Oil India, Indian Oil Said to Have Made Gulfsands Rejected Bid
March 20, 2010, 3:24 PM EDTBy Rakteem Katakey and Chanyaporn Chanjaroen
March 21 (Bloomberg) -- Oil India Ltd. and Indian Oil Corp. jointly made the bid for Gulfsands Petroleum Plc that the U.K. company with assets in Syria and the Gulf of Mexico rejected last week, three people familiar with the matter said.
The unsolicited approach was “wholly inadequate,” Gulfsands said March 19, without giving details. The bid was at 350 pence a share, the Financial Times reported yesterday, or 10 percent above the March 19 closing price. That would value the London-based company at about 400 million pounds ($601 million), the newspaper said. The offer may be increased, it said.
Bobby Morse, an external spokesman for Gulfsands, declined to identify any bidder or pricing. The people familiar with the approach declined to be identified because the discussions between the U.K. company and the two state-owned Indian ones were private.
The Indian government is seeking to buy energy assets abroad to make up for declining production at home and to cater to an economy that is likely to grow more than 8 percent in the fiscal year starting April 1. State-run Oil & Natural Gas Corp. bought Imperial Energy Plc for 1.4 billion pounds last year in its largest acquisition.
Gulfsands owns a 50 percent stake in a block in Syria that is producing about 11,000 barrels a day of crude oil, according to the company’s Web site. It also owns interests in 44 blocks, including 30 producing blocks, off the coast of Texas and Louisiana.
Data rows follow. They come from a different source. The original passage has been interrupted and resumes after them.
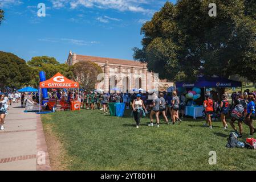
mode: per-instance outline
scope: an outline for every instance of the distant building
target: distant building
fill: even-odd
[[[101,68],[104,80],[95,87],[105,92],[114,88],[120,89],[123,93],[133,89],[165,91],[173,86],[173,82],[158,79],[157,75],[148,71],[146,64],[139,61],[83,56],[70,51],[66,63],[72,65],[79,61],[94,62]]]

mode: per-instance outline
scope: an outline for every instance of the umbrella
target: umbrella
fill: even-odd
[[[38,89],[34,89],[34,88],[29,87],[29,86],[23,88],[18,90],[18,92],[38,92]]]

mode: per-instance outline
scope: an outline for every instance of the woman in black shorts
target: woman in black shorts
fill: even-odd
[[[5,122],[5,109],[3,103],[5,96],[0,95],[0,130],[3,130],[3,123]]]
[[[180,124],[181,119],[178,117],[178,109],[180,109],[180,99],[177,96],[176,91],[173,91],[172,93],[172,123],[174,125],[176,121],[178,121],[178,124]]]
[[[162,93],[160,93],[159,96],[160,96],[160,98],[159,98],[161,100],[161,105],[159,106],[159,111],[160,113],[161,113],[162,114],[162,117],[164,117],[164,119],[165,120],[165,122],[166,124],[168,124],[168,119],[166,117],[166,115],[165,114],[165,100],[164,98],[164,94]]]
[[[159,127],[159,106],[161,104],[161,100],[159,98],[157,97],[156,94],[154,93],[153,94],[153,98],[154,100],[153,100],[153,104],[151,105],[151,107],[152,107],[151,110],[151,112],[150,113],[150,121],[151,123],[148,126],[153,126],[153,116],[156,115],[156,126]]]
[[[229,102],[227,100],[227,97],[225,94],[222,94],[221,98],[222,100],[221,102],[221,119],[222,121],[224,130],[227,129],[227,125],[226,122],[226,116],[229,113]]]

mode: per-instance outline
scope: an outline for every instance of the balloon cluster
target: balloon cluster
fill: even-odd
[[[196,100],[201,97],[201,89],[199,88],[194,87],[192,90],[188,92],[184,87],[179,87],[177,88],[177,90],[178,93],[186,95],[186,97],[188,99]]]
[[[196,100],[201,97],[201,89],[199,88],[194,87],[192,90],[189,90],[186,94],[186,97],[188,99]]]

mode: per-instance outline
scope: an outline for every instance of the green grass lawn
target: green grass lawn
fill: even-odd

Gulfsands rose 1.8 percent to 318 pence in London trading on March 19, taking the company’s market value to 382.4 million pounds. The stock has advanced 38 percent this year, compared with a 4.4 percent increase in the FTSE 100 Index.
‘Opportunities’
“We are looking at various opportunities around the world,” Oil India Chairman N.M. Borah said by phone today. “We are in various stages of negotiations, and we hope something works out.” He declined to comment on whether the country’s second-largest state-run oil explorer is bidding for Gulfsands.
Brij Mohan Bansal, chairman of Mumbai-based Indian Oil, said today by phone he would “reserve comment” on whether his company, the nation’s second-biggest refiner, is bidding.
Oil India, based in Duliajan in Assam state, has a market value of 267 billion rupees ($5.9 billion). Indian Oil is valued at about $16 billion.
Gulfsands was granted a 25-year production license in January from Syrian authorities to develop the Yousefieh oilfield. Production will start in April, with a target to produce 6,000 barrels a day from the field by 2012, the company said in a statement Jan. 26.
India has ordered ONGC and Oil India to acquire at least one big asset each in the year starting April 1, Oil Secretary S. Sundareshan, the most senior civil servant in the Oil Ministry, said March 18.
Cnooc Ltd., China’s biggest offshore oil explorer, on March 14 agreed to buy a 50 percent stake in Argentine oil producer Bridas Corp. for $3.1 billion as it seeks to add overseas reserves.
In its report yesterday, the Financial Times identified only Indian Oil as a bidder for Gulfsands.